In October, MSNBC published the online article Cautionary tales of two auctions, which outlined the work done by SCADS in assembling damning evidence of the purchase on eBay, fraudulent alteration and sale on eBay of early US stamps by the Saratoga Ring. SCADS took this opportunity to release the detailed The Saratoga Fakes article, which gives an in-depth analysis of the scope of the fraud, legal issues, eBay features that have promoted it, and possible courses of action by collectors and law enforcement authorities.

SCADS prompts eBay to act against fraud

In March 2003, SCADS worked successfully with the APS (American Philatelic Society) to investigate questionable auctions and the David Holt image stealing scam. SCADS petitioned the APS to follow up the status of the SCADS complaint to the USPS on the Saratoga Ring, to consider ideas for educating collectors using the Internet through articles in its journal, and to negotiate with eBay to implement reforms to reduce fraud.

In early May, as a reaction to further censorship on the eBay stamps chat board , SCADS member George Kopecky gained the attention of Rob Chesnut, who promised to investigate the Saratoga Ring. Days later, action was finally taken against this group of buyers and sellers. The sellers were suspended and any further buying activity resulted in the suspension of the buyers concerned.

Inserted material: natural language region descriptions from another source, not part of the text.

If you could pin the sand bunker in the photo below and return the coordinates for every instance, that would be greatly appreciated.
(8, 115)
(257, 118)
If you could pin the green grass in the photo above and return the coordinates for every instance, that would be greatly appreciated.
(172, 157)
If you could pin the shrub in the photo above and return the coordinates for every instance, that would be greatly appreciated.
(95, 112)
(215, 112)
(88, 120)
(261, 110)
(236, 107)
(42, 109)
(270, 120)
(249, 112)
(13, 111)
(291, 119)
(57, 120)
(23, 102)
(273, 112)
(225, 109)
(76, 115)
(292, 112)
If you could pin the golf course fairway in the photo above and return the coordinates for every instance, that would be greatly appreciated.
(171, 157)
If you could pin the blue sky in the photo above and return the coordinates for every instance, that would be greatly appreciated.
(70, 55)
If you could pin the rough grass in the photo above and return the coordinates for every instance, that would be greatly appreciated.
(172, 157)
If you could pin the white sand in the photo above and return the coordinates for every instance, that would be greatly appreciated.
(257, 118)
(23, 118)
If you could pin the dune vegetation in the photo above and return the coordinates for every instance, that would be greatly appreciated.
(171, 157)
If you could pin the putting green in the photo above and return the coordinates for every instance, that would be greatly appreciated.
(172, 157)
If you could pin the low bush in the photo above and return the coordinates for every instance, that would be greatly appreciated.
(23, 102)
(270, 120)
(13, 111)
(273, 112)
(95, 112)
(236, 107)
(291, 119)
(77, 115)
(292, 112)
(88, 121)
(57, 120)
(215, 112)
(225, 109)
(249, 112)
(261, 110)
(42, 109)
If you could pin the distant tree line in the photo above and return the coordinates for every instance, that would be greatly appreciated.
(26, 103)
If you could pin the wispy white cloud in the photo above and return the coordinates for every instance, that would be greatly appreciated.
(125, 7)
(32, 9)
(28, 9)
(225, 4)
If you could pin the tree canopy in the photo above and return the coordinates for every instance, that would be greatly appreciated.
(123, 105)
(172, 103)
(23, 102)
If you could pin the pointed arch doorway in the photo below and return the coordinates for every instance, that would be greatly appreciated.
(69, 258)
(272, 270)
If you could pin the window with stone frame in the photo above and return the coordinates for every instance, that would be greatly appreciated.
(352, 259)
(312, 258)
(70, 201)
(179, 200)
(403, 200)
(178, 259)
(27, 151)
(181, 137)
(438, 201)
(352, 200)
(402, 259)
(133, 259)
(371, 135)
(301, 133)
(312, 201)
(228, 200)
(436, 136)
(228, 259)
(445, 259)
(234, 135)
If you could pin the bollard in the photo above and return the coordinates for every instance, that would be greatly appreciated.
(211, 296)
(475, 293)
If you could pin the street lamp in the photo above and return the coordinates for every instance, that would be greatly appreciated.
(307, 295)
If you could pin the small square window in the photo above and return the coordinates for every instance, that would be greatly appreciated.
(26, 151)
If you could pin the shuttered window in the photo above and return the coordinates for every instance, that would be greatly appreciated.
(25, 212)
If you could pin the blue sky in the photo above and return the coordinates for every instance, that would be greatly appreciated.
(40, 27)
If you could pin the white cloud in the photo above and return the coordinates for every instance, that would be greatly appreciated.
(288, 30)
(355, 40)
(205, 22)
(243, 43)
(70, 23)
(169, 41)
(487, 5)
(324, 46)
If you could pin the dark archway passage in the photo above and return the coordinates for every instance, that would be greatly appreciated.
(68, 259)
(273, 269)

eBay then set up a Stamps Community Watch (SCW) group in partnership with the APS to vet questionable listings in the US stamps category. This group consisted of knowledgeable buyers and sellers in the eBay community, as well as ASDA (American Stamp Dealers Association) and PSE (Professional Stamp Experts) representatives. eBay liaised with SCADS when enlisting initial volunteers for the program and specifically requested the participation of SCADS members. Due to the trial nature of this program, eBay asked SCADS to keep publicity to a minimum until it was put in place, the details worked out and results could be measured.

Stamps Community Watch program reduces fraud

Since July 2003, the SCW program has resulted in the elimination of major sellers of fraudulent US stamps. Many other sellers have voluntarily complied when problems were raised with their item descriptions. Both eBay and the APS regard the initiative as a success.

Whilst SCADS works with eBay and the APS to report fraudulent activity and improve the education of buyers and sellers, it has retained its independence as a philatelic fraud watch group and continues to investigate and report on issues important to its members.

Additions to the website - Hall of Shame

Over the years, SCADS has slowly added to its website, eventually incorporating a Hall of Shame of sellers suspended from eBay since the eBay/APS partnership began. In early 2007, this was expanded to include known dodgy sellers still operating on eBay.

MSNBC article on the Saratoga Ring

In February 2007, MSNBC released a follow-up article on the Saratoga Ring. It showed how this group of buyer and seller IDs has sold altered stamps on eBay over the past 9 years, with the latest incarnations suspended at the end of January. In an MSNBC interview, George Kopecky of SCADS showed graphic examples of alterations from his database of nearly 2000 "before and after" stamp image matches from the various buyer and seller IDs, and explained his frustrations as various attempts to take the case to prosecution have so far failed.